I gave up New Year’s Resolutions and you should too.
If we really want better health, wealth and happiness, setting a focus is more appropriate.
I love the turn of the calendar and thinking about goals for the new year (or month, or day). They help ground me and establish a routine and focus. And, I always find New Year’s Resolutions are easy to make.
They’re also easy to break. And therein lies my issue.
Resolutions set us up for failure and disappointment. If you lose 9 pounds instead of 10, or make it to the final round of interviews but don’t get the job, or forget to make the bed one morning when you’re in a rush, it feels like the whole year is ruined and here it is, January 12 and you may as well start over.
Or, at least, that’s how I feel. My therapist (!!!) says that I have she hears a lot of black and white thinking from me — that I speak and think in the extremes. Which, 1) How dare she and 2) I’ll be coming back to in a moment.
When it comes to making resolutions, I challenge myself to think higher. Because, what are these resolutions really about? Ultimately, what’s losing 10 pounds if I fret the whole time about how I look, versus feeling confident and happy in my body?

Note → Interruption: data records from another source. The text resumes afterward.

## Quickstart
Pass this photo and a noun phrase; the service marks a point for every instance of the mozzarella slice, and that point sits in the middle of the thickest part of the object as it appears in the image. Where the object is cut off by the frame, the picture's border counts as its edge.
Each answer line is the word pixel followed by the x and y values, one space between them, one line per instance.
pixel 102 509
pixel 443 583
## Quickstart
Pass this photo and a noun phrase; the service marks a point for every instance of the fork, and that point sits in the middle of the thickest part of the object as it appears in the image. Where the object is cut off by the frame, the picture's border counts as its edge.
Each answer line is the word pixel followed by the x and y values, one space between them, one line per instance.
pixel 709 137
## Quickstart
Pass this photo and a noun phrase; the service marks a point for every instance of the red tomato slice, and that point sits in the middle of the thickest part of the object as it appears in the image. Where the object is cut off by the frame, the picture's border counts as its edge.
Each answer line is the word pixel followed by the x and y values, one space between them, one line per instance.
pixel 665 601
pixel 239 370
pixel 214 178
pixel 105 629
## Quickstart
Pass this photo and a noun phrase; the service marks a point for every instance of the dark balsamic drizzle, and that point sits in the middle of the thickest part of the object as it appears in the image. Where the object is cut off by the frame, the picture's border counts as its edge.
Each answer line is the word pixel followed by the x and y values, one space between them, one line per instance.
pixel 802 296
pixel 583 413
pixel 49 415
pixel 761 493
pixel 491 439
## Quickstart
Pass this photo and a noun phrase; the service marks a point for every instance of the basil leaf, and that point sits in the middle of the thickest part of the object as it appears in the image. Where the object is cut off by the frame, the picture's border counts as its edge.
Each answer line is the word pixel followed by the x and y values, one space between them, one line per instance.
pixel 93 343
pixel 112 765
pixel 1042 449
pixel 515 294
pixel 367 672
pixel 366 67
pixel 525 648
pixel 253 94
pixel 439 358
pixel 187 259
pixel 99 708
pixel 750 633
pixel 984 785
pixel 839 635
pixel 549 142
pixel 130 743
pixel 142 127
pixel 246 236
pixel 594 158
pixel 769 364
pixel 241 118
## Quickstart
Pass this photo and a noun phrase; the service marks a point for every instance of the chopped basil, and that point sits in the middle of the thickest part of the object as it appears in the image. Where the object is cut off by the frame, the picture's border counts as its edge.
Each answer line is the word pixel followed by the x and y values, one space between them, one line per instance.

Or what’s an unmade bed in the morning, if I have a home that is clean, safe and an environment of happiness? If I’m trying to think higher level about what I want in the year, then my “resolutions” should be the same and ladder up to a larger theme.
Here’s how I like to think about it: build a focus to which your goals can journey toward. That can be a verb (“Growth”), or a focus area (“The Year of Mental Health”) a statement, (“Journey of Joy”, which was mine this year like some gd blogger in 2014), or really anything at all. The point is that you bucket your goals – yes, multiple, because we’re full, multi-faceted and complicated people made up of more than one thing – around a bigger idea. So, rather than losing pounds or making the bed every morning, it becomes about movement and health, establishing routines, finding zen.
Which brings me back to the black and white thinking. I’m refusing, once again, to set myself up for a harsh line of success or failure, but looking more closely at living in the grey and being comfortable with that. It’s a year of investment. There was a lot going on this year – micro level: new job, new city, new house; macro level: I’m not even going to start listing things — and I like the idea of simply taking time to hunker down and focus on self-care, growth, doing more of what I love, just because. I haven’t come up with a snappy theme name yet, but I’m also telling myself to be OK with that. (See? I’m already better about the black and white thinking. So there.)
What that looks like is different for me and will take practice. Working out simply to move through the day and feel grateful for the body I’m in. (Oh! Everyone is on steroids, by the way, so working out to reach an Instagram ideal is not setting yourself up for success.) Writing when I can and trying not to care if people think I’m a big loser person (See: this post.) Not trying to do anything big and bold in 2022, but investing in me and the people around me to prepare for what’s to come in 2023 and beyond. In a third year of Covid, in a world where so much is unpredictable, what could be more important than that?
Plus, it gets me out of making the bed every morning.
So, Happy 2022! And if you, Dear Reader/my 8 or so followers, have read this far I appreciate you giving me a chance to write, a little something to look forward to and chat about with you. Looking forward to all the things we will invest in through the year!